Are not the works of the major prophets of the age, Niebuhr, Bernanos, Berdyaev, Sorokin, Spengler, and others, based foremost upon the conviction that ours is a sick culture, marked by the pathologies of defeat and failure of regenerative processes? Is it not extraordinary how many of the major novelists and poets and playwrights of the present age have given imaginative expression to themes of dissolution and decay—of class, family, community, and morality? Not only are these themes to be seen among the Titans—Proust, Mann, Joyce, Kafka, Eliot—but among a large and increasing number of secondary or popular writers. It is hard to miss the centrality of themes of dissolution in contemporary religious and literary expressions and the fascination that is exerted by the terminology of failure and defeat. Disaster is seen as the consequence of process rather than event, of "whimper" rather than "bang," to use the words of T. S. Eliot.
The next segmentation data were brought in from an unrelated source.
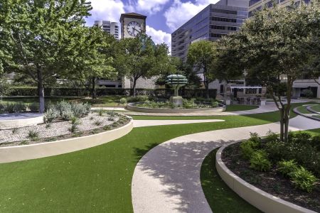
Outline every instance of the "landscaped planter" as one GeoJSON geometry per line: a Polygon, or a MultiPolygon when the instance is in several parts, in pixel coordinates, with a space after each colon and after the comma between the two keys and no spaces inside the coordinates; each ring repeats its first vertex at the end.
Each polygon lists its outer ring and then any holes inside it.
{"type": "Polygon", "coordinates": [[[9,129],[37,125],[43,123],[40,113],[12,113],[0,115],[0,129],[9,129]]]}
{"type": "Polygon", "coordinates": [[[99,146],[119,138],[133,129],[133,121],[120,128],[97,134],[53,142],[0,148],[0,163],[57,155],[99,146]]]}
{"type": "Polygon", "coordinates": [[[127,110],[138,111],[138,112],[144,112],[144,113],[193,113],[193,112],[221,112],[225,111],[226,106],[223,104],[219,104],[218,107],[215,108],[197,108],[197,109],[181,109],[181,108],[176,108],[176,109],[154,109],[154,108],[146,108],[146,107],[140,107],[135,106],[138,104],[142,104],[142,102],[139,103],[129,103],[127,105],[126,108],[127,110]]]}
{"type": "Polygon", "coordinates": [[[239,196],[264,212],[315,212],[273,196],[245,182],[223,162],[221,154],[227,146],[221,147],[216,155],[215,166],[223,181],[239,196]]]}

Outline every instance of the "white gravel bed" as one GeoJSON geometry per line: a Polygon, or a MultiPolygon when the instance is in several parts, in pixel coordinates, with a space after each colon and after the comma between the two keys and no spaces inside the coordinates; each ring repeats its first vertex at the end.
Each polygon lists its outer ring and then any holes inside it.
{"type": "MultiPolygon", "coordinates": [[[[87,116],[80,119],[80,124],[76,132],[89,131],[97,128],[101,128],[107,125],[110,125],[119,120],[118,116],[114,116],[114,121],[109,121],[110,116],[105,114],[102,116],[97,113],[90,113],[87,116]],[[93,118],[93,119],[91,119],[93,118]],[[100,121],[101,125],[97,126],[95,121],[100,121]]],[[[69,128],[71,127],[71,121],[53,122],[49,128],[46,128],[46,124],[38,124],[28,127],[16,129],[14,133],[13,129],[0,130],[0,143],[21,141],[30,138],[28,134],[30,131],[36,131],[38,133],[40,138],[50,138],[58,136],[70,134],[69,128]]]]}

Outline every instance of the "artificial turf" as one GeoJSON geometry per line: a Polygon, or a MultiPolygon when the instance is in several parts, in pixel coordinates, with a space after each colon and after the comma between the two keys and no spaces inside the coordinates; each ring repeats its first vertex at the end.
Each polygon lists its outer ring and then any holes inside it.
{"type": "Polygon", "coordinates": [[[155,146],[186,134],[265,124],[278,115],[225,116],[219,123],[134,128],[119,139],[91,148],[0,164],[0,212],[132,212],[134,168],[155,146]]]}
{"type": "Polygon", "coordinates": [[[220,178],[215,169],[215,153],[212,151],[201,165],[200,178],[203,193],[213,212],[261,212],[235,193],[220,178]]]}

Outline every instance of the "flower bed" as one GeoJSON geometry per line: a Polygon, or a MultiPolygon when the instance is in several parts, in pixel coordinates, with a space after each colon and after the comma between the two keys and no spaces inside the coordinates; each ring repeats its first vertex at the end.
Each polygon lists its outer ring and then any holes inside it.
{"type": "Polygon", "coordinates": [[[62,102],[50,106],[46,124],[0,131],[0,147],[33,144],[79,137],[119,128],[129,121],[113,111],[91,111],[87,104],[62,102]]]}
{"type": "Polygon", "coordinates": [[[261,140],[233,143],[222,153],[236,175],[274,196],[305,208],[320,210],[319,136],[291,133],[284,144],[270,134],[261,140]]]}

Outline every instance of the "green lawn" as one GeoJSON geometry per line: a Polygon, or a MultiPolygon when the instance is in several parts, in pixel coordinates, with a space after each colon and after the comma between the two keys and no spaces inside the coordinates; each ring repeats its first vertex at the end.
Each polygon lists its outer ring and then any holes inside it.
{"type": "MultiPolygon", "coordinates": [[[[134,168],[155,146],[186,134],[268,124],[278,115],[225,116],[219,116],[225,122],[135,128],[119,139],[94,148],[0,164],[0,212],[132,212],[134,168]]],[[[230,196],[222,196],[221,203],[227,203],[230,196]]],[[[223,207],[217,208],[215,211],[225,212],[223,207]]]]}
{"type": "Polygon", "coordinates": [[[261,212],[235,193],[220,178],[215,169],[215,153],[211,151],[201,165],[203,192],[213,212],[261,212]]]}
{"type": "Polygon", "coordinates": [[[311,109],[316,111],[320,112],[320,104],[312,106],[311,106],[311,109]]]}
{"type": "Polygon", "coordinates": [[[308,111],[308,109],[306,109],[306,106],[299,106],[297,109],[300,113],[302,113],[302,114],[311,114],[311,111],[308,111]]]}
{"type": "Polygon", "coordinates": [[[228,105],[225,111],[251,110],[259,108],[259,106],[228,105]]]}

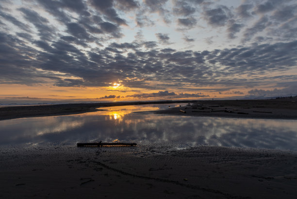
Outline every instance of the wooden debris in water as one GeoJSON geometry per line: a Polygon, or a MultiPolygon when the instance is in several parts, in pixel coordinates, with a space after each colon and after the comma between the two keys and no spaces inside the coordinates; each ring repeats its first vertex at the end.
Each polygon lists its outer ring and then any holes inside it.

How extraordinary, when compared with the optimism of half a century ago, is the present ideology of lament. There is now a sense of disorganization that ranges all the way from the sociologist's concern with disintegration of the family and small community to the religious prophet's intuition that moral decay is enveloping the whole of Western society. Premonitions of disaster have been present in all ages, along with millennial hopes for the termination of the mundane world. But the present sense of dissolution is of a radically different sort. It looks to no clear salvation and it is held to be the consequence neither of Divine decree nor of fortuitous catastrophe. It is a sense of disorganization that takes root in the very conditions which to earlier generations of rationalists appeared as the necessary circumstances of progress. Where the nineteenth-century rationalist saw progressively higher forms of order and freedom emerging from the destruction of the old, the contemporary sociologist is not so sanguine. He is likely to see not creative emancipation but sterile insecurity, not the framework of the new but the shell of the old.
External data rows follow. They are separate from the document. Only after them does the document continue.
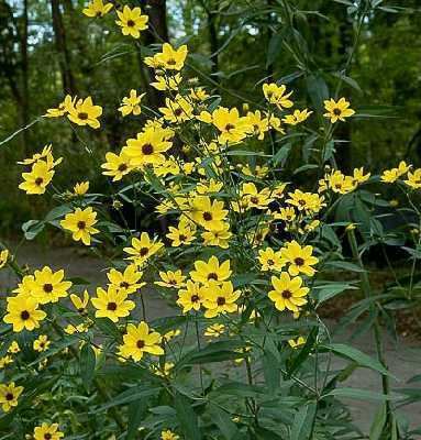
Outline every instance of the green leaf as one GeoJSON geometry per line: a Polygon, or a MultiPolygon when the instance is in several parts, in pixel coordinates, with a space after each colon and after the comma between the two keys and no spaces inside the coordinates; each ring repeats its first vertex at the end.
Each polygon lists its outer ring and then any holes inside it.
{"type": "Polygon", "coordinates": [[[180,424],[181,431],[186,439],[200,440],[198,417],[192,409],[191,402],[180,393],[174,396],[174,407],[176,408],[177,418],[180,424]]]}

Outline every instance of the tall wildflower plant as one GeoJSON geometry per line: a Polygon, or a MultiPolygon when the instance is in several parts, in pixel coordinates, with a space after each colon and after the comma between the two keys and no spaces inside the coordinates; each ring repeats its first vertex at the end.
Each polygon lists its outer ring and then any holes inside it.
{"type": "MultiPolygon", "coordinates": [[[[112,4],[93,0],[84,13],[113,13],[112,4]]],[[[128,37],[147,28],[140,8],[117,13],[128,37]]],[[[64,270],[21,267],[1,251],[0,267],[16,277],[2,300],[2,438],[367,438],[343,404],[356,398],[377,402],[370,439],[416,439],[419,429],[396,410],[414,395],[392,392],[380,326],[421,293],[421,169],[401,162],[380,176],[346,175],[333,138],[358,114],[346,97],[325,99],[322,111],[302,108],[291,88],[270,80],[256,108],[228,108],[189,77],[187,61],[186,45],[168,43],[144,58],[164,103],[154,111],[144,94],[128,90],[118,111],[142,123],[97,166],[109,194],[91,194],[89,182],[56,188],[66,160],[52,145],[21,162],[19,187],[56,204],[23,226],[25,237],[58,228],[103,255],[109,270],[107,284],[92,288],[64,270]],[[313,141],[293,174],[310,177],[296,185],[284,170],[286,141],[301,133],[313,141]],[[401,193],[405,207],[390,208],[383,191],[401,193]],[[164,230],[124,218],[143,198],[164,230]],[[395,213],[409,219],[399,231],[383,223],[395,213]],[[400,246],[410,261],[405,279],[385,292],[373,289],[364,265],[374,244],[400,246]],[[354,277],[332,279],[344,271],[354,277]],[[325,301],[356,288],[365,297],[346,319],[366,317],[375,358],[335,343],[319,316],[325,301]],[[173,316],[151,319],[146,295],[168,301],[173,316]],[[376,372],[381,388],[344,385],[356,369],[376,372]]],[[[102,108],[90,96],[67,96],[45,117],[101,130],[102,108]]]]}

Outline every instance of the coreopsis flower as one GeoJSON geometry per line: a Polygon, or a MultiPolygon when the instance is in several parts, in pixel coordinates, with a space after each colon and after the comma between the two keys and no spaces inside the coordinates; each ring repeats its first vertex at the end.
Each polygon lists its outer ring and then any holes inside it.
{"type": "Polygon", "coordinates": [[[108,152],[106,154],[106,163],[101,164],[101,168],[106,169],[102,172],[104,176],[112,176],[112,182],[119,182],[134,169],[130,156],[123,148],[120,154],[108,152]]]}
{"type": "Polygon", "coordinates": [[[311,113],[312,111],[309,111],[308,109],[293,110],[292,114],[287,114],[286,117],[282,118],[282,122],[288,125],[297,125],[300,122],[306,121],[311,113]]]}
{"type": "Polygon", "coordinates": [[[164,246],[162,241],[151,240],[147,232],[142,232],[141,239],[134,237],[131,244],[131,248],[124,248],[123,251],[130,255],[126,260],[132,260],[137,266],[142,266],[164,246]]]}
{"type": "Polygon", "coordinates": [[[331,123],[336,121],[345,122],[345,118],[350,118],[355,114],[353,109],[350,109],[350,102],[345,98],[341,98],[335,101],[333,98],[324,101],[324,109],[326,113],[323,116],[331,120],[331,123]]]}
{"type": "Polygon", "coordinates": [[[114,286],[117,290],[125,295],[130,295],[142,288],[146,283],[140,283],[143,272],[140,272],[135,264],[130,264],[124,272],[112,268],[107,277],[110,286],[114,286]]]}
{"type": "Polygon", "coordinates": [[[192,219],[208,231],[224,229],[228,210],[221,200],[211,200],[208,196],[197,196],[191,201],[192,219]]]}
{"type": "Polygon", "coordinates": [[[180,437],[173,432],[170,429],[160,431],[160,440],[178,440],[180,437]]]}
{"type": "Polygon", "coordinates": [[[51,345],[51,341],[46,334],[40,334],[37,339],[35,339],[33,343],[33,348],[35,351],[42,353],[43,351],[48,350],[51,345]]]}
{"type": "Polygon", "coordinates": [[[230,260],[225,260],[220,264],[217,256],[212,255],[208,262],[196,261],[195,271],[190,272],[193,282],[208,285],[211,282],[222,283],[230,278],[232,271],[230,268],[230,260]]]}
{"type": "Polygon", "coordinates": [[[177,95],[175,99],[165,98],[165,106],[159,111],[168,122],[181,123],[193,118],[193,108],[185,97],[177,95]]]}
{"type": "Polygon", "coordinates": [[[225,332],[225,326],[223,323],[213,323],[204,329],[204,336],[208,338],[220,338],[225,332]]]}
{"type": "Polygon", "coordinates": [[[203,244],[206,246],[218,246],[221,249],[230,248],[230,239],[232,237],[232,232],[230,232],[230,224],[224,224],[221,230],[218,231],[204,231],[201,233],[201,238],[203,239],[203,244]]]}
{"type": "Polygon", "coordinates": [[[186,276],[182,275],[181,271],[168,271],[168,272],[159,272],[160,282],[155,282],[157,286],[162,287],[171,287],[171,288],[180,288],[185,286],[186,276]]]}
{"type": "Polygon", "coordinates": [[[123,344],[120,345],[120,355],[125,359],[132,358],[140,361],[145,353],[160,356],[164,354],[160,343],[160,334],[151,331],[146,322],[142,321],[139,326],[128,324],[123,336],[123,344]]]}
{"type": "Polygon", "coordinates": [[[40,321],[47,316],[45,311],[38,309],[36,299],[26,295],[20,294],[9,297],[7,300],[7,315],[3,321],[11,323],[14,332],[20,332],[23,329],[32,331],[38,328],[40,321]]]}
{"type": "Polygon", "coordinates": [[[164,43],[162,52],[155,54],[153,57],[146,57],[145,64],[152,68],[181,70],[186,62],[187,53],[186,45],[174,48],[169,43],[164,43]]]}
{"type": "Polygon", "coordinates": [[[48,266],[43,267],[42,271],[35,271],[31,295],[40,304],[57,302],[58,299],[67,297],[71,282],[63,280],[64,276],[63,270],[53,272],[48,266]]]}
{"type": "Polygon", "coordinates": [[[180,74],[176,74],[175,76],[156,75],[155,82],[151,82],[151,86],[160,91],[177,91],[181,81],[182,77],[180,74]]]}
{"type": "Polygon", "coordinates": [[[235,290],[231,282],[218,284],[211,282],[203,287],[203,306],[207,309],[206,318],[214,318],[221,314],[234,314],[237,310],[235,301],[240,298],[241,292],[235,290]]]}
{"type": "Polygon", "coordinates": [[[3,249],[0,251],[0,268],[4,267],[9,260],[9,251],[3,249]]]}
{"type": "Polygon", "coordinates": [[[290,277],[287,272],[282,272],[280,277],[273,276],[270,290],[268,296],[275,302],[275,307],[284,311],[285,309],[298,311],[299,307],[307,304],[304,296],[308,295],[309,288],[302,287],[302,278],[299,276],[290,277]]]}
{"type": "Polygon", "coordinates": [[[146,94],[142,94],[137,96],[137,91],[132,89],[130,90],[130,95],[123,98],[121,106],[119,107],[119,111],[123,117],[133,113],[135,117],[142,113],[141,101],[142,98],[146,94]]]}
{"type": "Polygon", "coordinates": [[[64,220],[60,221],[60,226],[73,232],[71,237],[75,241],[81,240],[85,245],[89,246],[91,235],[99,232],[98,229],[93,228],[97,221],[97,212],[91,207],[84,210],[76,208],[75,212],[65,216],[64,220]]]}
{"type": "Polygon", "coordinates": [[[275,252],[272,248],[258,251],[257,260],[262,264],[262,271],[280,272],[285,266],[280,252],[275,252]]]}
{"type": "Polygon", "coordinates": [[[306,343],[306,338],[303,337],[298,337],[297,339],[288,340],[288,344],[292,349],[298,349],[300,345],[303,345],[304,343],[306,343]]]}
{"type": "Polygon", "coordinates": [[[119,20],[115,23],[121,28],[123,35],[131,35],[133,38],[141,36],[141,31],[147,29],[149,18],[142,14],[141,8],[133,8],[125,6],[123,11],[117,11],[119,20]]]}
{"type": "Polygon", "coordinates": [[[104,290],[102,287],[97,288],[97,297],[91,298],[93,307],[97,309],[96,318],[109,318],[113,322],[118,322],[120,318],[130,315],[135,308],[135,304],[128,299],[128,294],[118,290],[114,285],[109,285],[104,290]]]}
{"type": "Polygon", "coordinates": [[[412,189],[421,188],[421,168],[414,169],[413,173],[408,172],[408,179],[405,183],[412,189]]]}
{"type": "Polygon", "coordinates": [[[34,440],[59,440],[64,433],[58,430],[58,424],[42,424],[34,429],[34,440]]]}
{"type": "Polygon", "coordinates": [[[312,266],[319,263],[319,258],[312,255],[312,246],[301,246],[293,240],[287,243],[279,252],[284,262],[289,264],[288,272],[290,275],[314,275],[315,268],[312,266]]]}
{"type": "Polygon", "coordinates": [[[75,196],[85,196],[89,190],[89,182],[79,182],[74,186],[75,196]]]}
{"type": "Polygon", "coordinates": [[[23,392],[23,386],[15,386],[14,382],[10,384],[0,384],[0,405],[4,413],[9,413],[18,406],[19,396],[23,392]]]}
{"type": "Polygon", "coordinates": [[[45,161],[37,161],[32,165],[30,173],[22,173],[23,180],[19,188],[29,195],[41,195],[45,193],[47,185],[52,182],[55,170],[45,161]]]}
{"type": "Polygon", "coordinates": [[[200,310],[204,299],[203,287],[199,283],[188,280],[186,288],[178,290],[177,305],[182,308],[182,312],[187,314],[190,310],[200,310]]]}
{"type": "Polygon", "coordinates": [[[84,290],[84,297],[80,298],[78,295],[71,294],[70,301],[74,305],[75,309],[79,314],[86,314],[89,304],[89,293],[87,289],[84,290]]]}
{"type": "Polygon", "coordinates": [[[147,128],[137,133],[136,139],[129,139],[124,153],[134,166],[160,164],[165,161],[163,153],[168,151],[173,143],[167,140],[167,133],[162,129],[147,128]]]}
{"type": "Polygon", "coordinates": [[[263,85],[263,94],[265,95],[266,100],[269,103],[275,105],[278,109],[289,109],[293,106],[292,101],[289,99],[292,91],[289,94],[286,94],[286,91],[287,87],[284,85],[278,86],[275,82],[263,85]]]}
{"type": "Polygon", "coordinates": [[[103,16],[111,11],[112,7],[112,3],[104,3],[103,0],[91,0],[81,12],[89,18],[103,16]]]}
{"type": "Polygon", "coordinates": [[[401,161],[397,168],[385,169],[381,175],[381,182],[385,184],[394,184],[399,177],[406,175],[412,165],[408,165],[405,161],[401,161]]]}
{"type": "Polygon", "coordinates": [[[69,109],[75,105],[76,97],[73,98],[70,95],[66,95],[65,99],[58,105],[57,108],[47,109],[44,114],[45,118],[60,118],[68,113],[69,109]]]}
{"type": "Polygon", "coordinates": [[[101,127],[98,118],[102,114],[102,107],[95,106],[92,98],[79,99],[68,108],[67,118],[77,125],[89,125],[92,129],[101,127]]]}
There is a large and growing area of psychology and social science that emphasizes this contemporary preoccupation with disintegration and disorganization. Innumerable studies of community disorganization, family disorganization, personality disintegration, not to mention the myriad investigations of industrial strife and the dissolution of ethnic subcultures and "folk" areas, all serve to point up the idea of disorganization in present-day social science. The contemporary student of man is no more able to resist the lure of the evidences of social disorganization than his nineteenth-century predecessor could resist the manifest evidences of creative emancipation and reorganization. However empirical his studies of social relationships, however bravely he rearranges the semantic elements of his terminology to support belief in his own moral detachment, and however confidently he may sometimes look to the salvational possibilities of political legislation for moral relief, it is plain that the contemporary student of human relations is haunted by perceptions of disorganization and the possibility of endemic collapse.
A further manifestation of the collapse of the rationalist view of man, and even more revealing, is the conception of man's moral estrangement and spiritual isolation that pervades our age. Despite the influence and power of the contemporary State there is a true sense in which the present age is more individualistic than any other in European history. To examine the whole literature of lament of our time—in the social sciences, moral philosophy, theology, the novel, the theater—and to observe the frantic efforts of millions of individuals to find some kind of security of mind is to open our eyes to the perplexities and frustrations that have emerged from the widening gulf between the individual and those social relationships within which goals and purposes take on meaning. The sense of cultural disintegration is but the obverse side of the sense of individual isolation.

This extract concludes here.